Last edited: February 22, 2005


Ruling Invalidates State Law Against ‘Unnatural Sex’

The Clarion-Ledger, June 26, 2003
Box 40, Jackson, MS 39205
Fax: 601-961-7211

By Wilson Boyd, wboyd@jackson.gannett.com

A U.S. Supreme Court ruling that strikes down a Texas law banning homosexual sodomy also invalidates Mississippi’s law prohibiting “unnatural sex.”

The decision comes as a welcome surprise to Jody Renaldo, executive director of Equality Mississippi.

“I thought the Supreme Court would strike down Texas’ law, but not anyone else’s,” Renaldo said.

Equality Mississippi submitted a “friend of the court” brief advocating the elimination of all sodomy laws.

“We had a small part in this,” Renaldo said.

But the Rev. Donald Wildmon of the Tupelo-based American Family Association said the Supreme Court overstepped its authority.

“The Supreme Court has usurped the other two branches,” Wildmon said.

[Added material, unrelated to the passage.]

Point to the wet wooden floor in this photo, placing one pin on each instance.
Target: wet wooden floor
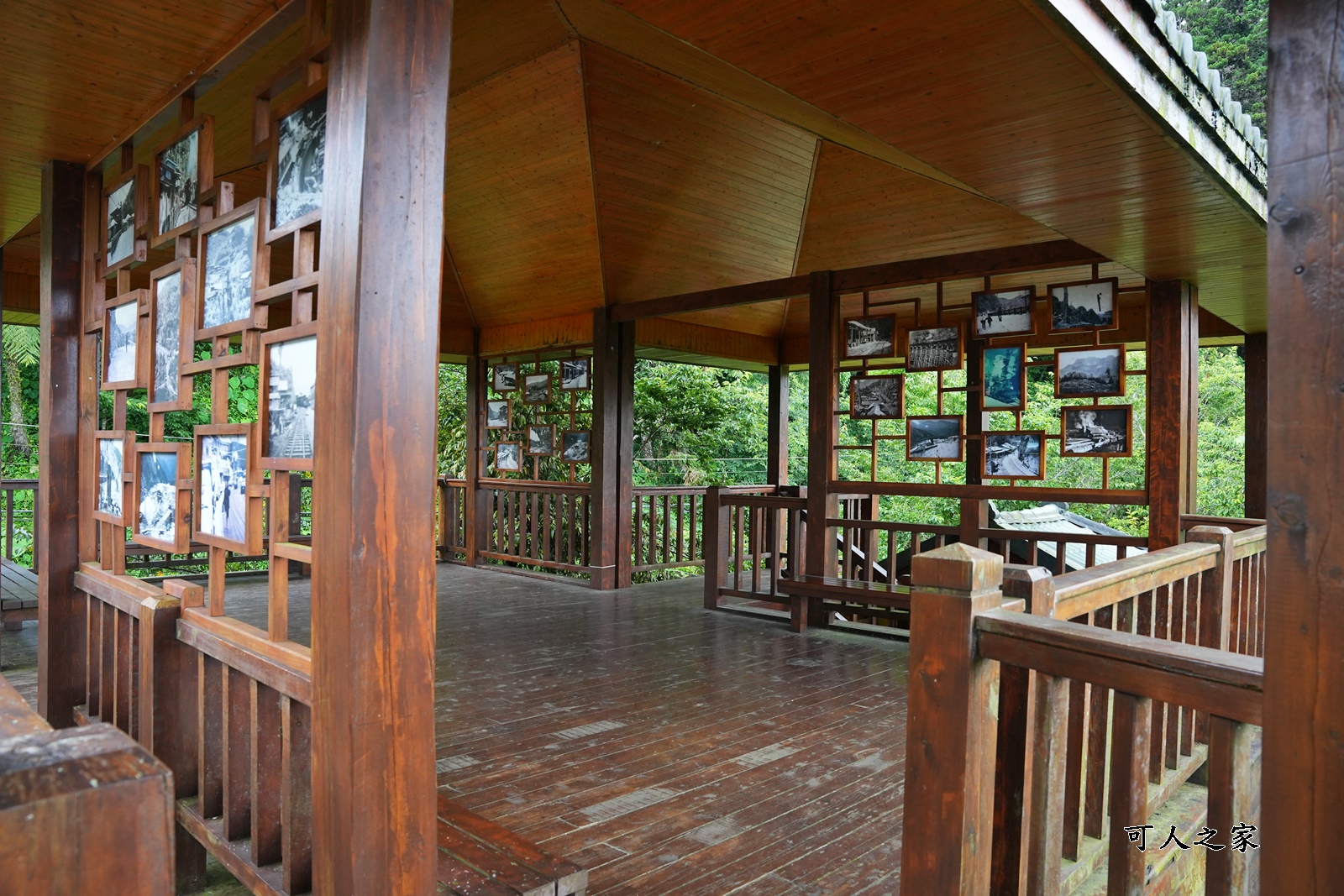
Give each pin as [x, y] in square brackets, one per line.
[667, 748]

The Supreme Court has joined the homosexual lobby, Wildmon said. “What you’re seeing is judicial exploitation and the further denigration of Western society,” Wildmon said.

The majority opinion of the 6-3 decision said the Texas law was an unconstitutional violation of privacy.

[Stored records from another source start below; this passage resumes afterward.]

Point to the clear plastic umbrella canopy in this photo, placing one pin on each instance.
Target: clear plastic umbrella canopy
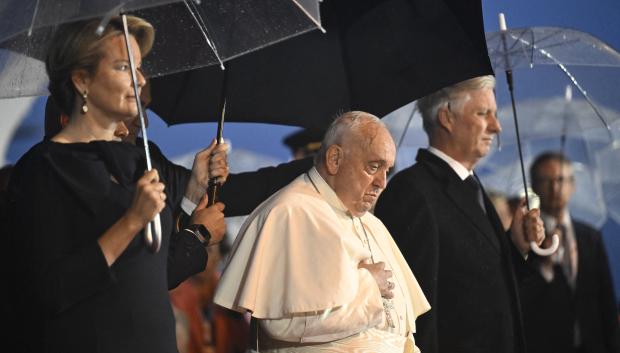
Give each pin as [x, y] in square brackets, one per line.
[189, 33]
[527, 47]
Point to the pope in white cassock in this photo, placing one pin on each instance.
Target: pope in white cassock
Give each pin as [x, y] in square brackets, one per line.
[317, 271]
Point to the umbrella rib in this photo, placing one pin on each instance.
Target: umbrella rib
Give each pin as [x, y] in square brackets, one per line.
[572, 78]
[303, 9]
[203, 29]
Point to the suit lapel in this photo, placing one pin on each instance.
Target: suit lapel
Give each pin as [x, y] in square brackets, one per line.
[463, 198]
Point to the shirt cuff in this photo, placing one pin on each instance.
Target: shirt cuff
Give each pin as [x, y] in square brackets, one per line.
[187, 206]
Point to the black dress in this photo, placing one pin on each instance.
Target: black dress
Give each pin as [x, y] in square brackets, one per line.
[64, 197]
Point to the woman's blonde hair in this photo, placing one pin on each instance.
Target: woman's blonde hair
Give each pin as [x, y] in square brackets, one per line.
[77, 46]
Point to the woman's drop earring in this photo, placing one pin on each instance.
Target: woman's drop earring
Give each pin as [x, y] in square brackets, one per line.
[84, 106]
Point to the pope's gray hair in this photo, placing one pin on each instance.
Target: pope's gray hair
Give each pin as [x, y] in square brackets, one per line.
[345, 123]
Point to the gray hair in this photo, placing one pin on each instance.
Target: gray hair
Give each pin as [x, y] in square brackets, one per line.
[455, 95]
[343, 124]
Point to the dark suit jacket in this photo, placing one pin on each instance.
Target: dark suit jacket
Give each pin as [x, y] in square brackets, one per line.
[550, 309]
[462, 259]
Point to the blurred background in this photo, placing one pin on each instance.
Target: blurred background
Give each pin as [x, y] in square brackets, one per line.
[539, 89]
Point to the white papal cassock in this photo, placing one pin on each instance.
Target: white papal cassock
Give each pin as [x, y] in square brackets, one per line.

Of the 13 states with sodomy laws, four—Texas, Kansas, Oklahoma and Missouri—prohibit oral and anal sex between same-sex couples. The other nine ban consensual sodomy for everyone: Alabama, Florida, Idaho, Louisiana, Mississippi, North Carolina, South Carolina, Utah and Virginia.

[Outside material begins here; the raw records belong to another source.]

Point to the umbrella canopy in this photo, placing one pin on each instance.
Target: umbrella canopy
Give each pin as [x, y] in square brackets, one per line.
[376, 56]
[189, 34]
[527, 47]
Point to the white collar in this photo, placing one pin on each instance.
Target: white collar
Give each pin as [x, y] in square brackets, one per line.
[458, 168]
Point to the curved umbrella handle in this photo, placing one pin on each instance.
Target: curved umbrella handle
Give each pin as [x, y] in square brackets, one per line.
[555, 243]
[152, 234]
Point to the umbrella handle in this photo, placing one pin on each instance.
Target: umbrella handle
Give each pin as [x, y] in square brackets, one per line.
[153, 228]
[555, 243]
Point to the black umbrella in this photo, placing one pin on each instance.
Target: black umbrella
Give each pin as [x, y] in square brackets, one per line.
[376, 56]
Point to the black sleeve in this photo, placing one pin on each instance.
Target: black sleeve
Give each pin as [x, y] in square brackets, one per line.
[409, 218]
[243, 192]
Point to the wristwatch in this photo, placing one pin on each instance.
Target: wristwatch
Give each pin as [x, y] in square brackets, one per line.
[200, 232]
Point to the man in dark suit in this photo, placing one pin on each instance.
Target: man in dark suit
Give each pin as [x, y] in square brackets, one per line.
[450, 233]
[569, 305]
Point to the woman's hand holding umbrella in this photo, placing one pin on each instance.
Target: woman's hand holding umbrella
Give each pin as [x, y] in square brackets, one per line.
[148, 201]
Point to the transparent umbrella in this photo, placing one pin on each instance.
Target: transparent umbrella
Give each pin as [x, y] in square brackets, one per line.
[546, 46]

Today’s ruling apparently invalidates those laws as well.

John Geddes Lawrence and Tyron Garner, plaintiffs in the case before the high court, “are entitled to respect for their private lives,” Justice Anthony Kennedy wrote in the majority opinion.

Justices John Paul Stevens, David Souter, Ruth Bader Ginsburg and Stephen Breyer joined Kennedy’s opinion. Justice Sandra Day O’Connor agreed with the outcome, but not all of Kennedy’s reasoning.

The decision overturned a 1986 case, Bowers v. Hardwick.

Chief Justice William Rehnquist and Justices Antonin Scalia and Clarence Thomas dissented.

Scalia took the unusual step of reading his dissent, which represented the opinions of the other two justices as well, from the bench.

“The court has taken sides in the culture war,” Scalia said, adding that he has “nothing against homosexuals.”

The case is Lawrence v. Texas, 02-102.

  • The Associated Press contributed to this report.